Collagen supplements for an ageing body
Written By Tanya Hollis
Collagen supplements have long taken centre stage in Japanese beauty regimes. Now Australians wanting smoother skin, softer hair, stronger nails and even reduced joint pain are taking notice.
Collagen is a vital structural protein found in the connective tissue of animals, which supports cells, tissues and bones. It comprises amino acids wound together to form elongated fibrils and is predominantly in fibrous tissues such as tendons, ligaments, and skin. Our body’s natural production of collagen slows during our 20s and eventually stops, resulting in wrinkles, brittle nails, sunspots, and dry hair.
Throughout history people have sought to increase their collagen intake through diet; often eating foods most Aussies would baulk at today. Chicken feet, pigs trotters, organ and tissue meats, aspics made from the gelatinous parts of animals and even whale blubber have formed part of traditional diets rich in collagen.
Getting back into the kitchen, learning about the nutrients in ingredients and diversifying protein consumption beyond muscle meats is one way to increase collagen intake. Taking supplements of collagen derived from marine animals and grass-fed beef also offers a convenient way to boost levels when the body’s own production slows down.

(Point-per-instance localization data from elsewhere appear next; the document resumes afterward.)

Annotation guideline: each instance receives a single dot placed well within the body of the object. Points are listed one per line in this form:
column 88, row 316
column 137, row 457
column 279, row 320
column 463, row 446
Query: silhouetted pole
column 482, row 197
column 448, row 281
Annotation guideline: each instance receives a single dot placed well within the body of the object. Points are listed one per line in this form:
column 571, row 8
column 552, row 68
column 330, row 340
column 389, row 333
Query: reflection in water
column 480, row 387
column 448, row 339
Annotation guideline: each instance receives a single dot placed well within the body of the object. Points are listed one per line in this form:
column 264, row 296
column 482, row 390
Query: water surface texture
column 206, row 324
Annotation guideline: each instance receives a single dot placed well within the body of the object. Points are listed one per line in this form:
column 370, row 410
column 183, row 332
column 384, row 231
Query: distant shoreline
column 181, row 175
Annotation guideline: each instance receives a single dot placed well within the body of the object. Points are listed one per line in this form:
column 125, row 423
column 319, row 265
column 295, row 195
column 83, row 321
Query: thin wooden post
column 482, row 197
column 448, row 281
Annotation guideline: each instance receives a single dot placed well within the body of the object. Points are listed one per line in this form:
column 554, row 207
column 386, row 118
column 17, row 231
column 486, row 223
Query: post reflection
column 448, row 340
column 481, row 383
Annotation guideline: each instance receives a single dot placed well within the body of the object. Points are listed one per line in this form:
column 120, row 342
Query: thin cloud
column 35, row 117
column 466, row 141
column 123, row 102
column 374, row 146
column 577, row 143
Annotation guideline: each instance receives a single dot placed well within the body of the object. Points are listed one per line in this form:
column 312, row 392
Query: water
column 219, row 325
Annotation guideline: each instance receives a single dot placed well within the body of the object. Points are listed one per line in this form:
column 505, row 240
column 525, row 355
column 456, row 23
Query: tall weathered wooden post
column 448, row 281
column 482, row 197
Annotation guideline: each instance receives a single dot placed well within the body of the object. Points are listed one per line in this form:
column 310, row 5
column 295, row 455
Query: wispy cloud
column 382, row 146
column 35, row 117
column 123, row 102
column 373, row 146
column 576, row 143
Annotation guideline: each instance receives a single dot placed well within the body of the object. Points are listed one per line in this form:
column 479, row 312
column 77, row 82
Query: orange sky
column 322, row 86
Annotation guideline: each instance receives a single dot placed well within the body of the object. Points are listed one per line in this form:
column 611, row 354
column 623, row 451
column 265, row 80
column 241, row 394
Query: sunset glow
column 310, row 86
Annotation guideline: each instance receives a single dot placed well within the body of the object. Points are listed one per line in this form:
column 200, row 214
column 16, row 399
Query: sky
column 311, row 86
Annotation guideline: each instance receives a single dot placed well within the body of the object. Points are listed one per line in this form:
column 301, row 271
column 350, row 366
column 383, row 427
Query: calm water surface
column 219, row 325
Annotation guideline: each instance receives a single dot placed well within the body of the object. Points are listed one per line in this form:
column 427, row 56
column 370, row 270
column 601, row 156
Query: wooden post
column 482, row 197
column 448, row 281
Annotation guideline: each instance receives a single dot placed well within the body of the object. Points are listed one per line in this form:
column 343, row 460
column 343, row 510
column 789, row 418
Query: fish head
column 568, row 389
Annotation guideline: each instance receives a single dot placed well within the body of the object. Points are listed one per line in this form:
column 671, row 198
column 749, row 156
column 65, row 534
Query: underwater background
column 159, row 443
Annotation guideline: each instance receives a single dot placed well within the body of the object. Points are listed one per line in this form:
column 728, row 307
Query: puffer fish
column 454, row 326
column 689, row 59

Marine collagen is rich in amino acids and contains at least 90 percent protein and 8 percent hydroxyproline, which is responsible for collagen stability. It has been found to have a range of functional and biological properties including antioxidant, blood pressure regulation and skin anti-ageing activity. It may also help stabilise and strengthen joints by preventing collagen breakdown. A 2015 study published in the Journal of Cosmetic Dermatology found that taking oral collagen supplements could improve the skin’s hydration and reduce signs of ageing. Researchers have also found it to be beneficial to bone metabolism in both animal and human studies.
Some nutrition experts question the value of collagen supplements, saying it is unlikely the collagen could survive the digestion process. One way of improving bioavailability may be to take hydrolysed collagen, a form of gelatin derived from grass-fed beef. Hydrolysed collagen products are designed for rapid absorption into the bloodstream, with the higher concentration of amino acids claimed to enable it to pass through cell walls quickly. When hydrolysed, collagen is reduced to small peptides weighing less than pure collagen or gelatin, with studies suggesting more than 90 percent of hydrolysed collagen is digested and available in the bloodstream within a few hours. The peptides are then transported to target tissues to act as building blocks for cells and to help boost production of new collagen. Clinical studies have suggested hydrolysed collagen accumulates in the cartilage, an effect that has been shown to reduce severe joint pain.
The next phase in collagen research is around pinpointing genes that enable the rapid stiffening or softening of collagen in marine animals, which could shed new light on ways to keep skin looking young and healthy. In the meantime, collagen supplements offer a useful nutritional support for those lacking a taste for chicken feet and fish heads.